Sein Nestor, genannt „Pipette“ (Pfeifchen), ist ein Jungspund, der neben der brotlosen Kunst des „automatischen Dichtens“ nach dem Diktum André Bretons, auch die nur wenig einträglichere des Einbrechens betreibt. Zusammen mit drei Kumpanen begibt er sich nächtens in die Gemächer eines abwesenden Grafen und stiehlt dessen Tresor. Doch welch ein Schock, als man daheim das Drum endlich geknackt hat! Er enthält die Leiche eines dubiosen Journalisten, dessen Haupteinnahmequelle Erpressung war.
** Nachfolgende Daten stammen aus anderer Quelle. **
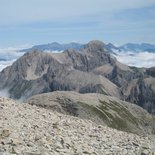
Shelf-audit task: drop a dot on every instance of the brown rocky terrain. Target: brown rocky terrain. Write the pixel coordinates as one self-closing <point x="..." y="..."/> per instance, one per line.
<point x="31" y="130"/>
<point x="88" y="70"/>
<point x="99" y="108"/>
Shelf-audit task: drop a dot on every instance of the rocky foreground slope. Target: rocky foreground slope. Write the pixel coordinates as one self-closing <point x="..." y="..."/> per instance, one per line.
<point x="89" y="70"/>
<point x="99" y="108"/>
<point x="31" y="130"/>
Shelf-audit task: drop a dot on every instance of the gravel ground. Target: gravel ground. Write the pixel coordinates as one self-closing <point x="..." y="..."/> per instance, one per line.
<point x="31" y="130"/>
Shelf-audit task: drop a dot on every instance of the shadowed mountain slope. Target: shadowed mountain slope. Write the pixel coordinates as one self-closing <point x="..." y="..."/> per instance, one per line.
<point x="90" y="70"/>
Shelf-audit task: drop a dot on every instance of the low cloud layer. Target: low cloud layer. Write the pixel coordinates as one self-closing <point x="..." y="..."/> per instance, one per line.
<point x="141" y="59"/>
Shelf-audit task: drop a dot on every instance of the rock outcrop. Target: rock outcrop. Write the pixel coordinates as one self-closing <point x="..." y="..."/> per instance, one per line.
<point x="90" y="70"/>
<point x="31" y="130"/>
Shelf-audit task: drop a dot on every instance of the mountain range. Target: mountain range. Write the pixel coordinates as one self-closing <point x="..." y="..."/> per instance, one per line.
<point x="78" y="46"/>
<point x="89" y="70"/>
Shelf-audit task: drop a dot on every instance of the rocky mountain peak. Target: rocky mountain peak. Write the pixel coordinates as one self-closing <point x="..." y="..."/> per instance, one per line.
<point x="95" y="46"/>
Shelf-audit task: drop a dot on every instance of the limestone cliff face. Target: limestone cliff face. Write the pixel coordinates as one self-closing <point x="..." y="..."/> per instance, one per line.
<point x="90" y="70"/>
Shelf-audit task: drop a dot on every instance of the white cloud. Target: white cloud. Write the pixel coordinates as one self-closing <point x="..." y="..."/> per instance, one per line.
<point x="141" y="59"/>
<point x="10" y="54"/>
<point x="4" y="93"/>
<point x="18" y="11"/>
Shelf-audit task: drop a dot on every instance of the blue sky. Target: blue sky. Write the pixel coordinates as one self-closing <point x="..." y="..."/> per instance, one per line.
<point x="29" y="22"/>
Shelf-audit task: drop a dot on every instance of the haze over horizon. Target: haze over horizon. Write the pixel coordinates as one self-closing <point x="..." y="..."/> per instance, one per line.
<point x="37" y="21"/>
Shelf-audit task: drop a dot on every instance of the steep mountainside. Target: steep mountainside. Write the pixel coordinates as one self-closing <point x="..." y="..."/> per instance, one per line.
<point x="89" y="70"/>
<point x="55" y="47"/>
<point x="99" y="108"/>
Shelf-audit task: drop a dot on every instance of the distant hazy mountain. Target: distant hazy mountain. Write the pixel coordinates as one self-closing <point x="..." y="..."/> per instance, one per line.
<point x="55" y="47"/>
<point x="138" y="47"/>
<point x="93" y="70"/>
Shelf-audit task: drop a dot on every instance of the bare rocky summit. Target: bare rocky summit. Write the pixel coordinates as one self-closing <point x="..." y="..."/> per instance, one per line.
<point x="31" y="130"/>
<point x="88" y="70"/>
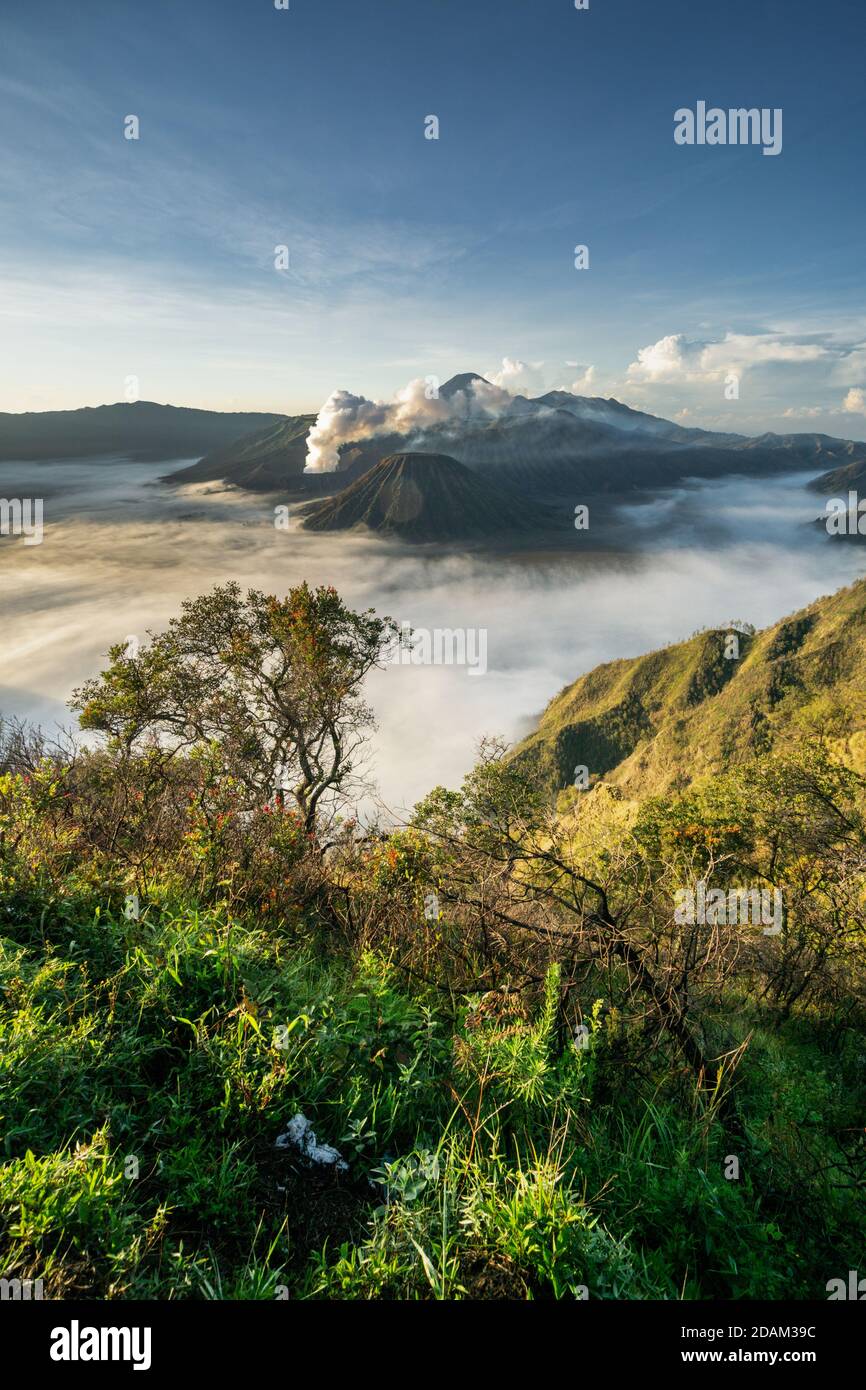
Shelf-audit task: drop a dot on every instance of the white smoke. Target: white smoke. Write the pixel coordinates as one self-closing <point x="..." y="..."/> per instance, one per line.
<point x="346" y="419"/>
Was nun folgt, ist eine turbulente Jagd durch das bevorzugt nächtliche Paris, die Künstlerkneipen am Montmartre, die Elendsquartiere der Armen und die Villen der Reichen, wobei uns allerlei Personal aus den Romanen Malets wiederbegegnet, von den Motiven ganz zu schweigen. Selbst André Breton höchstpersönlich wird in den Fall verwickelt und erteilt uns beiläufig ein paar Lektionen zu seiner Auffassung von Literatur. Clou des Ganzen ist dabei jedoch etwas anderes: Pécherot vermengt geschickt die Biografie Malets mit der seines Protagonisten, etwas das Malet selbst bei der Entwicklung Nestor Burmas wohl auch getan hat. Das macht er geschickt und nahtlos in einer sprachlich angemessenen Übersetzung.
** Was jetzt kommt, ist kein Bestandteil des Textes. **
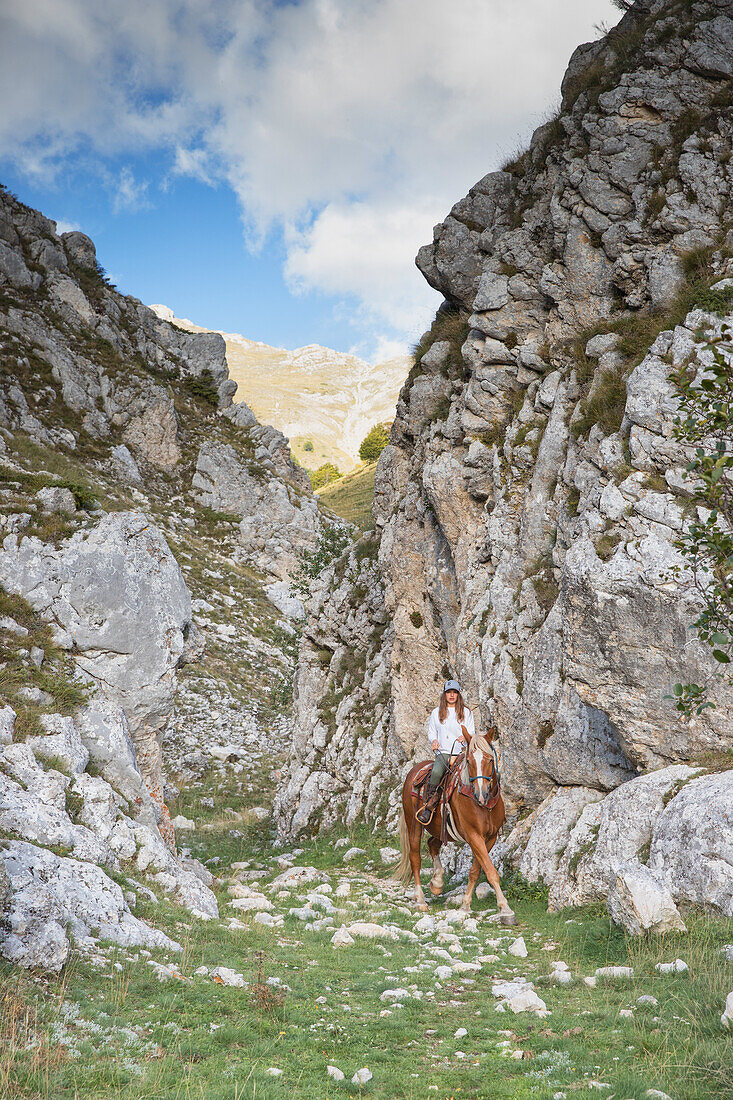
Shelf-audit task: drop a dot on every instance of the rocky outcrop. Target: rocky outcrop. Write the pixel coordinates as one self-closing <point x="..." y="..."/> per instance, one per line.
<point x="118" y="602"/>
<point x="106" y="411"/>
<point x="258" y="481"/>
<point x="532" y="494"/>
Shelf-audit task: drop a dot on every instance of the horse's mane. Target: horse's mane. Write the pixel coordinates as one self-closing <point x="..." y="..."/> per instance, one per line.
<point x="479" y="741"/>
Ein reines literarisches Spielchen also, eine Hommage an den Meister? Auch das, natürlich. Die Story liest sich gut, inklusive der bekannten Schwächen der Originale, des zu oft bemühten Kommissar Zufalls beispielsweise oder des ein wenig zu sorglos zusammengeknoteten Schlusses. Dinge, die man Malet schon immer verziehen hat und auch seinem Bewunderer gerne verzeiht. Pécherot jedoch schafft es, neben der Zeichnung von „Pariser Atmosphäre der 20er Jahre“ noch ein weiteres Element ins Spiel zu bringen: die Politik und ihre ebenso verschlungenen wie fragwürdigen Wege. Die Geschichte löst sich zum Ende hin vom eher Pittoresken und nähert sich der grauen Wirklichkeit, das allzeit bereite Dienstmädchen, der bärenstarke und herzensgute Kumpan, der egozentrische Dichter – am Ende steht die Ernüchterung der unauffälligen Strippenzieher in Grau, steht der Zynismus der Macht, die über Millionen Leichen geht.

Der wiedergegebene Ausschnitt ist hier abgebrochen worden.